Once teams are divided, they can meet and practice the scenes they have written.
Once teams are divided, they can meet and practice the scenes they have written.

After teams are picked, the groups meet and begin practicing as early as 8 p.m. Friday. They then have exactly 24 hours to write the scripts, direct and be prepared to act out their plays from memory at 8 p.m. the next day.

“I generally coordinate the event and function as an artistic director,” Mannette said. “I determine the show order, set schedules for the rehearsals and help with script suggestions or tricky props. But I have also been a writer, a director and an actor multiple times.”

What sets Newman’s program apart, Mannette said, is that the event is open for anyone to try. Newman students, faculty, staff, alumni, members of the Wichita community and area high school students are all welcome and encouraged to participate.

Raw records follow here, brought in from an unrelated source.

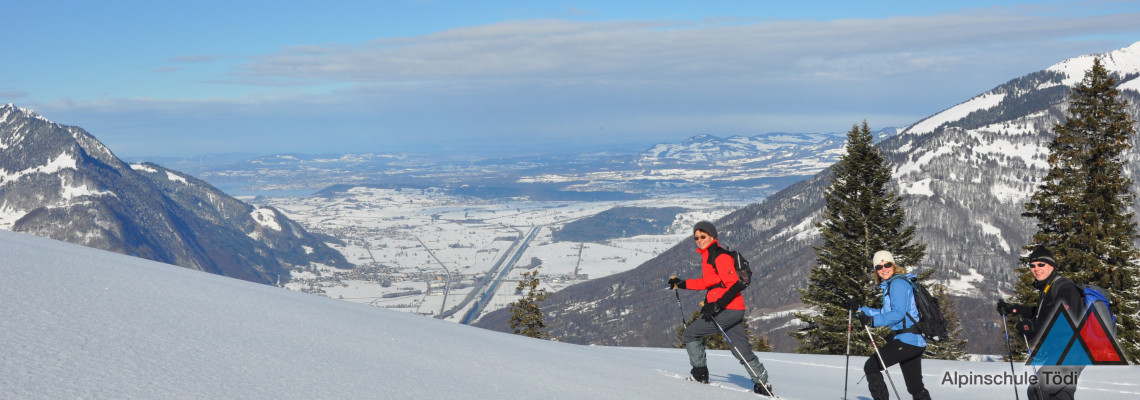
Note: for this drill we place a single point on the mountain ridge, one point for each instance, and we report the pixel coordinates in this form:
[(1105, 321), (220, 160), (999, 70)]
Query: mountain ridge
[(963, 174), (60, 182)]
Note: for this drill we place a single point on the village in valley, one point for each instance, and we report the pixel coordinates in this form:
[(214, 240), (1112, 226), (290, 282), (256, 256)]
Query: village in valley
[(456, 258)]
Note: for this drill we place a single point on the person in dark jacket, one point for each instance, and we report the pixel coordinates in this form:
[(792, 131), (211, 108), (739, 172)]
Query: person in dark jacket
[(723, 304), (900, 312), (1057, 294)]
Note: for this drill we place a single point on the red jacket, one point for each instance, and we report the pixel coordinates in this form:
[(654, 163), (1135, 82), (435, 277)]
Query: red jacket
[(716, 279)]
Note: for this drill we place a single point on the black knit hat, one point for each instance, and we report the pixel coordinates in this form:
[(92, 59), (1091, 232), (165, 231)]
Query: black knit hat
[(706, 227), (1042, 254)]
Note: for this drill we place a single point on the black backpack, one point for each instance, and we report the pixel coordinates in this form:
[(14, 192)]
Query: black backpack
[(931, 323), (743, 271)]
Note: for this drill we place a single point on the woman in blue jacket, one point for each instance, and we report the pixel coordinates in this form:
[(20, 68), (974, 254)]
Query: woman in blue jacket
[(898, 312)]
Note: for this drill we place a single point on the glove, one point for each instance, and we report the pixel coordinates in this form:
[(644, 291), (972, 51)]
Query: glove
[(1003, 308), (1007, 309), (710, 309), (1024, 327), (676, 283)]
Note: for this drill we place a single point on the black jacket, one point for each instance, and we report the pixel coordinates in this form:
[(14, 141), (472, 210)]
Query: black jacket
[(1056, 292)]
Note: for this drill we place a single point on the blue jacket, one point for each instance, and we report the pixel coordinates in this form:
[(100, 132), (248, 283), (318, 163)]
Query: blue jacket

"It's a lot of fun because it's also challenging. When you realize you can tackle a challenge like this and succeed — it is invigorating." -- Mark Mannette

“It’s a lot of fun because it’s also challenging,” Mannette said. “When you realize you can tackle a challenge like this and succeed – it is invigorating.”

Senior art major Xime Namé had always wanted to participate in an acting activity, so she made the decision to try out for the 24-Hour Theater Project her freshman year.

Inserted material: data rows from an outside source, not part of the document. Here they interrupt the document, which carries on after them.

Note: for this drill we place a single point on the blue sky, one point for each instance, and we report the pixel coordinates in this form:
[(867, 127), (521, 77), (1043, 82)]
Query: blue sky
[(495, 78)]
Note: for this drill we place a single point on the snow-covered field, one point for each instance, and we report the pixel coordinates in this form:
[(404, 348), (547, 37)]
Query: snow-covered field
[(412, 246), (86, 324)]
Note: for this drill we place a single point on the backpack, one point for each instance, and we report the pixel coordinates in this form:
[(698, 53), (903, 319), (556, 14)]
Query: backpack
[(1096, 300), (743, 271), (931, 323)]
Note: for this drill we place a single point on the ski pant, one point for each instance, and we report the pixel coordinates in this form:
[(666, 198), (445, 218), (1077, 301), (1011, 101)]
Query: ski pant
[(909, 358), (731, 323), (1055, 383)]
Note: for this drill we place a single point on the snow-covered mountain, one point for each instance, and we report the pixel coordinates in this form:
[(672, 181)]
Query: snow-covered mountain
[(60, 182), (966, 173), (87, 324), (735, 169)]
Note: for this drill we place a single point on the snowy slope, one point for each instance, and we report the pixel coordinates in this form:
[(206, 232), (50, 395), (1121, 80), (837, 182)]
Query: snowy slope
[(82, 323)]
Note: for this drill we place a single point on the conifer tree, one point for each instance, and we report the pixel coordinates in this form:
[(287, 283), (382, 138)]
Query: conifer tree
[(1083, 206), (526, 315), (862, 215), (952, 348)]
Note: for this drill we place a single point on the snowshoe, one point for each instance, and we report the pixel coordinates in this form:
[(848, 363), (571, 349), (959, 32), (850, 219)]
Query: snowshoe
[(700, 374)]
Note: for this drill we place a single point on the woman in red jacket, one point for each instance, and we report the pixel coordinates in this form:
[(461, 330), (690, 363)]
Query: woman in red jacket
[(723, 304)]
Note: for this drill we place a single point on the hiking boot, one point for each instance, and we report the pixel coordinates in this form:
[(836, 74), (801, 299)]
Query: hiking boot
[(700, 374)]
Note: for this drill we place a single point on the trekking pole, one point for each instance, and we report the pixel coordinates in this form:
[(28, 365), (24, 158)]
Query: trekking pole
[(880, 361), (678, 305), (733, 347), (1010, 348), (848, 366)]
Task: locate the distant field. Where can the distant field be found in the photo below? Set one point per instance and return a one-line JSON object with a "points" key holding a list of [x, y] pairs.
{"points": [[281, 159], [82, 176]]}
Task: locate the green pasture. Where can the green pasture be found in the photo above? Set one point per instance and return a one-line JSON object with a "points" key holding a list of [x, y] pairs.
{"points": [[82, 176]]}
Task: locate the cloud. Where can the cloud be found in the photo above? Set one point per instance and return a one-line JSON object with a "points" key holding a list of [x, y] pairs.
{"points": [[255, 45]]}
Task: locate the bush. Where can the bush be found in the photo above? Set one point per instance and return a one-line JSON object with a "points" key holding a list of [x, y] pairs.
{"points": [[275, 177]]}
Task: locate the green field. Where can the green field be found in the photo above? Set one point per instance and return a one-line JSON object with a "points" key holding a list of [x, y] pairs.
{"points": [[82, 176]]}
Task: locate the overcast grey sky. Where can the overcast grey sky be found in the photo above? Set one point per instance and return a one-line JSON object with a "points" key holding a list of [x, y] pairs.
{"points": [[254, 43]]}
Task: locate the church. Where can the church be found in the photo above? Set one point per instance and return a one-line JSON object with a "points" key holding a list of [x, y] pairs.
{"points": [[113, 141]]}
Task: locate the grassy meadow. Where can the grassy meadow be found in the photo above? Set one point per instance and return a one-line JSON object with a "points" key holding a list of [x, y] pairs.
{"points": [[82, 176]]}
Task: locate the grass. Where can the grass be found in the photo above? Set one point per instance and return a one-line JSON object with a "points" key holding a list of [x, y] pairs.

“It was a new challenge for me since I had never acted in English before,” Namé said. “It was a chance to get out of my comfort zone, which I don’t regret. I’ll admit I did struggle a little bit with English being my second language and memorizing all my lines in just 24 hours, but in the end, it turned out well.

“The 24-Hour Theater Project gave me the opportunity to explore a different scenario from what I’m used to,” she added. “I’m happy I got to act again and meet new people, too.”

Rooslana Rusk (middle) looks over her team's script before they put the play "on its feet" in practice.
Rooslana Rusk (middle) looks over her team’s script before they practice the play.

Sophomore theater major Rooslana Rusk was still in high school when she decided to try out for the 24-Hour Theater Project for the first time. She heard about the event while attending a Sloppy Joe Improv show the night before and signed up last-minute, she said.

“It was kind of intimidating as a junior in high school but ultimately very rewarding,” Rusk said. “I’ve done it every year since and don’t plan on changing now.”

Newman alumna Chelsea Smet wrote three of her 10-minute plays, which were regional finalists at the Kennedy Center American College Theater Festival, during the 24-Hour Theater Project.

“Chelsea also started a 24-Hour Theater Project at MidAmerica Nazarene University this semester because of her positive experience with Newman’s project,” Mannette added.

The 24-Hour Theater Project can provide an exciting element of entertainment even as an audience member, said senior international studies major Linnea Ristow.

Director of Theater Mark Mannette participates in a play.
Director of Theater Mark Mannette participates in a play.

“It was really neat to see the creativity on display at the 24-Hour Theater Project,” she said. “Each group had a unique interpretation of how to use the elements they were given, and I loved being able to watch people who were passionate and having fun with what they were doing — even though they likely got little to no sleep to pull everything off.”

The acting teams will perform their pieces for the public at 8 p.m. Saturday, Jan. 26. General admission is $3, and all proceeds go toward the Newman Theater Club.